Governor of Volyn Oblast
- In office 4 November 2010 – 5 February 2014
- Preceded by: Mykola Romanyuk
- Succeeded by: Oleksandr Baskhalenko

Ambassador of Ukraine to Azerbaijan
- In office 15 April 2008 – 26 March 2010
- Preceded by: Stepan Volkovetsky
- Succeeded by: Myroslav Bashschuk

Ambassador of Ukraine to Lithuania
- In office 11 February 2004 – 15 April 2008
- Preceded by: Mykola Derkach
- Succeeded by: Ihor Prokopchuk

Advisor to the President of Ukraine
- In office 12 June 2002 – 11 February 2004

Governor of Volyn Oblast
- In office 7 July 1995 – 12 June 2002
- Preceded by: Anatoliy Frantsuz
- Succeeded by: Yuriy Lenartovych

Personal details
- Born: Borys Petrovych Klimchuk 18 March 1951 Boloskhy, Ukraine, Soviet Union
- Died: 2 September 2014 (aged 63) Berlin, Germany
- Party: Party of Regions

= Borys Klimchuk (politician) =

Ukrainian politician (1951–2014)

Borys Petrovych Klimchuk (Ukrainian: Борис Петрович Клімчук; 18 March 1951 – 2 September 2014) was a Ukrainian politician who had served as the Governor of Volyn Oblast from 2010 to 2014, having already served from 1995 to 2002.

==Biography==

Klimchuk was born on 18 March 1951 in the village of Voloshky, Kovelsky district, Volyn Oblast to parents Petro and Olha. He graduated from Kharkiv State University. M. Gorky in 1974 with a degree in geographer, teacher of geography.

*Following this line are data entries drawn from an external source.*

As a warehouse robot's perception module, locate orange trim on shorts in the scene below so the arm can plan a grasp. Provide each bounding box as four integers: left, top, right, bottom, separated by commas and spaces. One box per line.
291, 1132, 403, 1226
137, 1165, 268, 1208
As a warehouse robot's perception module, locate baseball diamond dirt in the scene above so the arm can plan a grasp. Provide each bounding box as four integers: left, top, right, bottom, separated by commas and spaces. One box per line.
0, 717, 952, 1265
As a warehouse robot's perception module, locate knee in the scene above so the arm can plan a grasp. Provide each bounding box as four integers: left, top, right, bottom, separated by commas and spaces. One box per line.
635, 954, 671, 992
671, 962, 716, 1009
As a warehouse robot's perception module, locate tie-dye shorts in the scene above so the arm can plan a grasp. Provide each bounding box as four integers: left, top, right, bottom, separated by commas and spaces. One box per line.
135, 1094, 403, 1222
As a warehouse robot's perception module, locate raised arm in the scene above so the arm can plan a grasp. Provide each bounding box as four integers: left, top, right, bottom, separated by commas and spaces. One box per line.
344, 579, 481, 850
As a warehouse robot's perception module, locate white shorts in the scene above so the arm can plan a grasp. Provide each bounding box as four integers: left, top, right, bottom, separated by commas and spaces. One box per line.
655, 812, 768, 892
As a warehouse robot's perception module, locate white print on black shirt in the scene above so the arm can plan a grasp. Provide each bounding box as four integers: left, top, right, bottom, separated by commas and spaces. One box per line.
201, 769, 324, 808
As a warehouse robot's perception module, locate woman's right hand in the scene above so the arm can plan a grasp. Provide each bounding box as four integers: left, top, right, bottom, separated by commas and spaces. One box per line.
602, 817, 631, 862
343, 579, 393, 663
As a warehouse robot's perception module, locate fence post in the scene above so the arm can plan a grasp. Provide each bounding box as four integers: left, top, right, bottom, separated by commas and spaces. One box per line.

In 1974 he worked as a teacher at the Ostroh boarding school in Rivne Oblast. Between 1975 and 1990 he was a geography teacher in schools in the city of Kovel. From August 1975 to August 1980, he was a teacher at Kovel Secondary School No. 7. From August 1980 to January 1982, he was the director of Kovel 8-year school No. 9. From January 1982 to June 1982, he was an engineer at the Kovelsilmash plant. From June 1982 to June 1990, he was the director of Kovel Secondary School No. 11.

On 1 December 1990, he was elected a member of the regional committee of the Communist Party. From June 1992 to April 1998, he was the Chairman of the Volyn Oblast Council.

On 7 July 1995, Klimchuk became the Governor of Volyn Oblast.

In 1998, he graduated from the Kharkiv National Law Academy Yaroslav the Wise with a degree in law.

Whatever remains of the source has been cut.